The offences for which interception would be allowed include any breaches under Part II of the Criminal Justice (Suppression of Criminal Organisations) Act and involve the offences of forming or establishing a criminal organisation; recruitment of a child to a criminal organisation; recruitment of an adult to a criminal organisation; providing a benefit to, or obtaining a benefit from a criminal organisation; and aiding and abetting a criminal organisation.

The Minister also noted that on a recommendation from the Opposition, the opportunity was taken to include offences under the Law Reform (Fraudulent Transactions) (Special Provisions) Act.

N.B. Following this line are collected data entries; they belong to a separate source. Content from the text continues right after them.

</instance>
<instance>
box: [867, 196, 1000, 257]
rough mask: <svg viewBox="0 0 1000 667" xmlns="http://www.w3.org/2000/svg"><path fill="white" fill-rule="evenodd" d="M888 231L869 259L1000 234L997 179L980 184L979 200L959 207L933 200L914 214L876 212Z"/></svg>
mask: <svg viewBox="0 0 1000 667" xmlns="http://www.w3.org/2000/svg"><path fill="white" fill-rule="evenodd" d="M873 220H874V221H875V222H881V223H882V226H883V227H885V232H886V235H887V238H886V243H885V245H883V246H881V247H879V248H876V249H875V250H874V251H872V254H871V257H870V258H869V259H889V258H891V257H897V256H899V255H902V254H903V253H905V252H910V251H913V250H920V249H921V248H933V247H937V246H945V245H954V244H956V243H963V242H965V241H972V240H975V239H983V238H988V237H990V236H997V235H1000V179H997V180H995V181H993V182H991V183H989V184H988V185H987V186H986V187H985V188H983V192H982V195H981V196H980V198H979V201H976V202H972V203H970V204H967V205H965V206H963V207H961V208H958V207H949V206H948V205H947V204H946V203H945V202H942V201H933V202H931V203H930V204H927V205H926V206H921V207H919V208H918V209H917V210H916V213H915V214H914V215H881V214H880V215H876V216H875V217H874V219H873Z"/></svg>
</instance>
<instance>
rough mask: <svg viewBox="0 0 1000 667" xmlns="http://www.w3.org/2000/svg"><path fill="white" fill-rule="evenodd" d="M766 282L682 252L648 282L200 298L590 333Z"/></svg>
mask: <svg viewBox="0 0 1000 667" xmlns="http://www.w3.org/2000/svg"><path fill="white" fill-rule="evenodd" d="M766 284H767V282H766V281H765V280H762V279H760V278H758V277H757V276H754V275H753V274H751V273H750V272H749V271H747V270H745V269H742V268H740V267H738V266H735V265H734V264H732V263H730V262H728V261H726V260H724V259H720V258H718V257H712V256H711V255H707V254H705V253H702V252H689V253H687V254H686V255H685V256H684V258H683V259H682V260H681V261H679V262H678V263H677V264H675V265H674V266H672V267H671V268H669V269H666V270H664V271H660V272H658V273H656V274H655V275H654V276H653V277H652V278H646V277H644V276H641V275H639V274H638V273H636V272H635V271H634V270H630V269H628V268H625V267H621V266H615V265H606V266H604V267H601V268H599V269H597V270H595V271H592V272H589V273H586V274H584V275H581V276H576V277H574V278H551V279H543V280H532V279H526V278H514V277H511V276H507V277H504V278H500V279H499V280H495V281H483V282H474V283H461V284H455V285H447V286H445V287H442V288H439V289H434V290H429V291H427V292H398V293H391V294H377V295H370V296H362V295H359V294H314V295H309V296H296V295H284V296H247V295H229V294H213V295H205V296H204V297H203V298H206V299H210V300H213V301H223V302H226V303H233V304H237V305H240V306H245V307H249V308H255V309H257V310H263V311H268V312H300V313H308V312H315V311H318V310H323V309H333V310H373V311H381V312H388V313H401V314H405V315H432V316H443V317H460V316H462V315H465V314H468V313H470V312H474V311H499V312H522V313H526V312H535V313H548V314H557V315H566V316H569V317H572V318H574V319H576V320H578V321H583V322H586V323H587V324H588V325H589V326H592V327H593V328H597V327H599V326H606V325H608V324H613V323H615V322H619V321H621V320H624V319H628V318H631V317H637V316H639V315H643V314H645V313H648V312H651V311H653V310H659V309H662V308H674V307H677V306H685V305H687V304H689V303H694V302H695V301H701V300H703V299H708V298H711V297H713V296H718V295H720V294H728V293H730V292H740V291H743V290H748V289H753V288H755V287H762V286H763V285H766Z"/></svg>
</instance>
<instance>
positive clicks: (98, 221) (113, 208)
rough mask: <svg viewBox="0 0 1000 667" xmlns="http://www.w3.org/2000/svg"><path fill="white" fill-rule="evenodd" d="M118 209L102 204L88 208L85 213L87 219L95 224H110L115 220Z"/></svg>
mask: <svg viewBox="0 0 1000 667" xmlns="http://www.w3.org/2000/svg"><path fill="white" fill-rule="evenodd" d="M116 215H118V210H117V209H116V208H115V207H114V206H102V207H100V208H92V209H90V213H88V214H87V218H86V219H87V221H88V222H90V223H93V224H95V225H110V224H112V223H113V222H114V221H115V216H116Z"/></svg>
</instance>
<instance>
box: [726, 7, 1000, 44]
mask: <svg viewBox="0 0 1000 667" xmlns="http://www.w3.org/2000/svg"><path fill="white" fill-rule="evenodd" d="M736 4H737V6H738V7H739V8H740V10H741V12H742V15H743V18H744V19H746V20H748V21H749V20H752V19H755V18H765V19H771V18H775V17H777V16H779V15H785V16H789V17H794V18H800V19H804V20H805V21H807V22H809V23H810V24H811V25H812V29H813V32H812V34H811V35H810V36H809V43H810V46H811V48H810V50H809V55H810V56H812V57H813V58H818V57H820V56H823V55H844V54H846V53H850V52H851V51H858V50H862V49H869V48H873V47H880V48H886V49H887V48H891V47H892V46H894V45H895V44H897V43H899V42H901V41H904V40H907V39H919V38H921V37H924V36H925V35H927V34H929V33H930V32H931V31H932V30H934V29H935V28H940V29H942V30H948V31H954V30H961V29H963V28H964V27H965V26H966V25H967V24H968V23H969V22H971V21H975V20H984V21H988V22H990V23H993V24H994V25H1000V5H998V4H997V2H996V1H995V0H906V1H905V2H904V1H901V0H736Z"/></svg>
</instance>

“Similarly, this would enable police officers to apply to the Court for a warrant to intercept communications in relation to offences under what is commonly referred to as the Lottery Scamming Act,” Dr. Chang said.

The objectives of the resolution in relation to the Proceeds of Crime Act is to include Criminal Justice (Suppression of Criminal Organisations) Act offences in the Second Schedule of the Proceeds of Crime Act, where specified offences that are classified as “criminal lifestyle” offences are outlined.

Dr. Chang explained that when an application for a forfeiture order or a pecuniary penalty order is made by the Assets Recovery Agency or the Director of Public Prosecutions, the Court shall determine whether the defendant has a criminal lifestyle and whether he or she has benefited from his general criminal conduct.

“Once the Anti-Gang offences are included in the Second Schedule of the Proceeds of Crime Act, this will enable the Court to find that a defendant convicted of such an offence has a criminal lifestyle,” he said.

“It will also enable the Court to determine whether the defendant has benefited from his or her general criminal conduct, as, in accordance with section eight of the Proceeds of Crime Act, once a person is convicted of a “criminal lifestyle” offence, the Court is entitled to make certain rebuttable assumptions when calculating the person’s benefit from criminal conduct,” Dr. Chang added.

These assumptions, he said, include that any property which the person obtained 10 years prior to being charged for the offence was obtained as a result of his or her general criminal conduct.

Dr. Chang pointed out that the evidential burden in these circumstances shifts to the defendant to satisfy the court that the property was legitimately obtained.

“Once the Court determines that the defendant has benefited from his/her general criminal conduct, then the Court shall identify the property and make an order that the property be forfeited to the Crown (a forfeiture order); or order that the defendant pay to the Crown an amount equal to the value of his benefits (a pecuniary penalty order),” he explained.

Dr. Chang also noted that the decision has been taken to expand the Proceeds of Crime Act (POCA) reach and include offences to which the concept of criminal lifestyle could be applied.

As such, certain breaches of the Praedial Larceny (Prevention) Act; the Betting, Gaming and Lotteries Act; the Securities Act; the Trade Marks Act; as well as the Dangerous Drugs Act, have been included.

“We are of the view that these Resolutions will ameliorate some of the challenges being faced with the Criminal Justice (Suppression of Criminal Organisation) Act, whilst the other challenges are currently being addressed by an ongoing Joint Select Committee of Parliament,” Dr. Chang said.

He added that the resolutions will aid in targeting offences under other legislation where there could be manifestations of a criminal lifestyle.

The Minister also noted that not all the challenges can be addressed through the legislation, and thus in the coming months, increased training and sensitisation sessions will have to be conducted, involving all stakeholders, in order to achieve greater success against criminal organisations.